The National Consumer Law Center has released the results of a survey it conducted of legal aid and non-profit attorneys indicating a dramatic rise in the number of lawyers representing consumers who have rental debt, identifying it as a “barrier to decent housing,” especially for individuals with low income or minorities, and sent the results to the Consumer Financial Protection Bureau, asking it to protect consumers so they can obtain “decent and affordable housing.”
Nationwide, individuals owe approximately $15 billion in unpaid rental debt, according to the information that the NCLC sent to the CFPB. Protections that were put into place at the start of the COVID-19 pandemic are expiring, or have expired, leaving vulnerable individuals susceptible to debt collection actions.
More than 70% of the attorneys who participated in the NCLC’s survey said the number of consumers they worked with who had rental debt had increased, compared with their caseloads before the pandemic.
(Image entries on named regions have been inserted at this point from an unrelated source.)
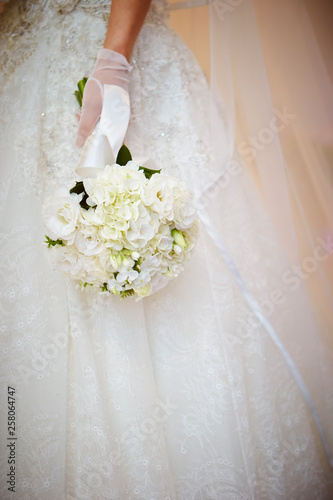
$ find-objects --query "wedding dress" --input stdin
[0,0,332,500]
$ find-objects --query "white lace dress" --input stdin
[0,0,330,500]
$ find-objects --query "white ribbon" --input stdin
[198,203,333,469]
[76,85,333,468]
[75,85,130,178]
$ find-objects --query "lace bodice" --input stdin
[0,0,168,81]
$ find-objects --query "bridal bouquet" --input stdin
[43,146,198,297]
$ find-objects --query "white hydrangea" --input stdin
[44,161,198,299]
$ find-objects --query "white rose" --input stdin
[148,174,176,220]
[55,246,85,279]
[43,188,81,245]
[74,226,103,255]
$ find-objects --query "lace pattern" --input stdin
[0,0,330,500]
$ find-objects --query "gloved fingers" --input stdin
[76,79,103,147]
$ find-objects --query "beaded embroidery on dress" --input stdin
[0,0,329,500]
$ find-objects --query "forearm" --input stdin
[104,0,151,60]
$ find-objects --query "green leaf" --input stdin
[69,181,85,194]
[74,76,88,108]
[44,235,65,248]
[69,181,97,210]
[116,144,132,166]
[139,167,161,179]
[120,288,135,299]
Only 4% said the number of consumers they were representing who had rental debts had decreased.
Nearly 40% of respondents said their clients had been contacted by a debt collector about an alleged rental debt using a method other than a court proceeding, and 44% said their clients had an alleged rental debt on their credit reports.
“Negative credit report entries can present a long-term barrier to renters obtaining new housing,” said Chi Chi Wu, staff attorney at the National Consumer Law Center, in a statement. “In fact, about half (49%) of the attorneys who responded to the survey reported their clients had trouble finding housing as a result of alleged rental debt reported on a credit report.”
In its letter to the CFPB that accompanied the results of the survey, the NCLC reiterated a number of requests it has already made to the CFPB regarding rental protections, including requiring debt collectors to provide notice of Emergency Rental Assistance Program funds and prohibiting debt collectors from seeking payments that will be covered by ERAP while pausing collection efforts while ERAP applications are pending.